You are viewing a plain text version of this content. The canonical link for it is here.
Posted to issues@flink.apache.org by tillrohrmann <gi...@git.apache.org> on 2018/05/17 14:43:39 UTC

[GitHub] flink pull request #6035: [FLINK-6160] Add reconnection attempts in case of ...

GitHub user tillrohrmann opened a pull request:

    https://github.com/apache/flink/pull/6035

    [FLINK-6160] Add reconnection attempts in case of heartbeat timeouts to JobMaster and TaskExecutor

    ## What is the purpose of the change
    
    If a timeout with the RM occurs on on the JobMaster and TaskExecutor, then they will both try to reconnect
    to the last known RM address.
    
    Additionally, we now respect the TaskManagerOption#REGISTRATION_TIMEOUT on the TaskExecutor. This means that
    if the TaskExecutor could not register at a RM within the given registration timeout, it will fail with a
    fatal exception. This allows to fail the TaskExecutor process in case that it cannot establish a connection
    and ultimately frees the occupied resources.
    
    The commit also changes the default value for TaskManagerOption#REGISTRATION_TIMEOUT from "Inf" to "5 min".
    
    cc @GJL.
    
    ## Brief change log
    
    - Retry connection to RM in case of heartbeat timeout on `JobMaster` and `TaskExecutor`
    - Fail `TaskExecutor` if we could not connect to `RM` within `TaskManagerOptions#REGISTRATION_TIMEOUT`
    
    ## Verifying this change
    
    - Adapted `JobMasterTest#testHeartbeatTimeoutWithResourceManager`
    - Adapted `TaskExecutorTest#testHeartbeatTimeoutWithResourceManager`
    - Added `TaskExecutorTest#testMaximumRegistrationDuration` and `TaskExecutorTest#testMaximumRegistrationDurationAfterConnectionLoss`
    
    ## Does this pull request potentially affect one of the following parts:
    
      - Dependencies (does it add or upgrade a dependency): (no)
      - The public API, i.e., is any changed class annotated with `@Public(Evolving)`: (no)
      - The serializers: (no)
      - The runtime per-record code paths (performance sensitive): (no)
      - Anything that affects deployment or recovery: JobManager (and its components), Checkpointing, Yarn/Mesos, ZooKeeper: (yes)
      - The S3 file system connector: (no)
    
    ## Documentation
    
      - Does this pull request introduce a new feature? (no)
      - If yes, how is the feature documented? (not applicable)

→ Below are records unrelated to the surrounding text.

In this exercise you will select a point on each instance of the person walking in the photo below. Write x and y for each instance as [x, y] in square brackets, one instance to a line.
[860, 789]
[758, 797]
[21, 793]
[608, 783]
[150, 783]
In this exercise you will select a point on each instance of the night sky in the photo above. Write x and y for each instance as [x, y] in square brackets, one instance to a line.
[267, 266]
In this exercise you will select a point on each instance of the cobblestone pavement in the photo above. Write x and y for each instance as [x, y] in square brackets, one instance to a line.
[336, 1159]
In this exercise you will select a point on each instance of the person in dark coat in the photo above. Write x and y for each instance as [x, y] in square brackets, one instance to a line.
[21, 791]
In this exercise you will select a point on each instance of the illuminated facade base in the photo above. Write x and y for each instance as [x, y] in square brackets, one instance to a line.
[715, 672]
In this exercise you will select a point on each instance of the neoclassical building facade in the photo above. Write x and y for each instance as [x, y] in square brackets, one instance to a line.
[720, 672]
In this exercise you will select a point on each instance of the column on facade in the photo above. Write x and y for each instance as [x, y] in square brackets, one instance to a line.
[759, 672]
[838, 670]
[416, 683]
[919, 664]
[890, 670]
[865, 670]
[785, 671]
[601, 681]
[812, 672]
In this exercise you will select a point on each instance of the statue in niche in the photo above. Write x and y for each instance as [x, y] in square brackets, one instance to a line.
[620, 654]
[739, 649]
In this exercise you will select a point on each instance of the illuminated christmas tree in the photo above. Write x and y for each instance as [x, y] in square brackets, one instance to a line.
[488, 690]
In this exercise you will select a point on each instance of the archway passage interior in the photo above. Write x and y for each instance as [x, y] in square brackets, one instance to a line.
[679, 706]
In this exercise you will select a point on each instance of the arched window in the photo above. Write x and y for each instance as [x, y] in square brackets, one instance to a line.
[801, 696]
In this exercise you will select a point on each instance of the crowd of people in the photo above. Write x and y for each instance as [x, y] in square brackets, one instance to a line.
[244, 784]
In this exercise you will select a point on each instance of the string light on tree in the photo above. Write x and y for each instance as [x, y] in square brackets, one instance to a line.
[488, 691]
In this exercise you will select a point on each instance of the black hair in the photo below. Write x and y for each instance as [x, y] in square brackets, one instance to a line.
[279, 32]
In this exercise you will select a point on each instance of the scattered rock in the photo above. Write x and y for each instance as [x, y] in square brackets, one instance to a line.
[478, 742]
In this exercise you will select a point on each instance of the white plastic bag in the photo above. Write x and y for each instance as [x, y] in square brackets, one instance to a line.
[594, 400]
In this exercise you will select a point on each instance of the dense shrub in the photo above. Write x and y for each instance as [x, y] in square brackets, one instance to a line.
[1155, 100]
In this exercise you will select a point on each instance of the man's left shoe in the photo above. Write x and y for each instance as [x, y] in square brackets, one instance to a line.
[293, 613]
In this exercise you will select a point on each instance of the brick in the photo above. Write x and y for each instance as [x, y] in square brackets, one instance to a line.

You can merge this pull request into a Git repository by running:

    $ git pull https://github.com/tillrohrmann/flink fixReconnection

Alternatively you can review and apply these changes as the patch at:

    https://github.com/apache/flink/pull/6035.patch

To close this pull request, make a commit to your master/trunk branch
with (at least) the following in the commit message:

    This closes #6035
    
----
commit 6b45c84cf06688099e71c9e1809917653af43d31
Author: Till Rohrmann <tr...@...>
Date:   2018-05-17T12:44:14Z

    [FLINK-6160] Add reconnection attempts in case of heartbeat timeouts to JobMaster and TaskExecutor
    
    If a timeout with the RM occurs on on the JobMaster and TaskExecutor, then they will both try to reconnect
    to the last known RM address.
    
    Additionally, we now respect the TaskManagerOption#REGISTRATION_TIMEOUT on the TaskExecutor. This means that
    if the TaskExecutor could not register at a RM within the given registration timeout, it will fail with a
    fatal exception. This allows to fail the TaskExecutor process in case that it cannot establish a connection
    and ultimately frees the occupied resources.
    
    The commit also changes the default value for TaskManagerOption#REGISTRATION_TIMEOUT from "Inf" to "5 min".

----


---

[GitHub] flink pull request #6035: [FLINK-6160] Add reconnection attempts in case of ...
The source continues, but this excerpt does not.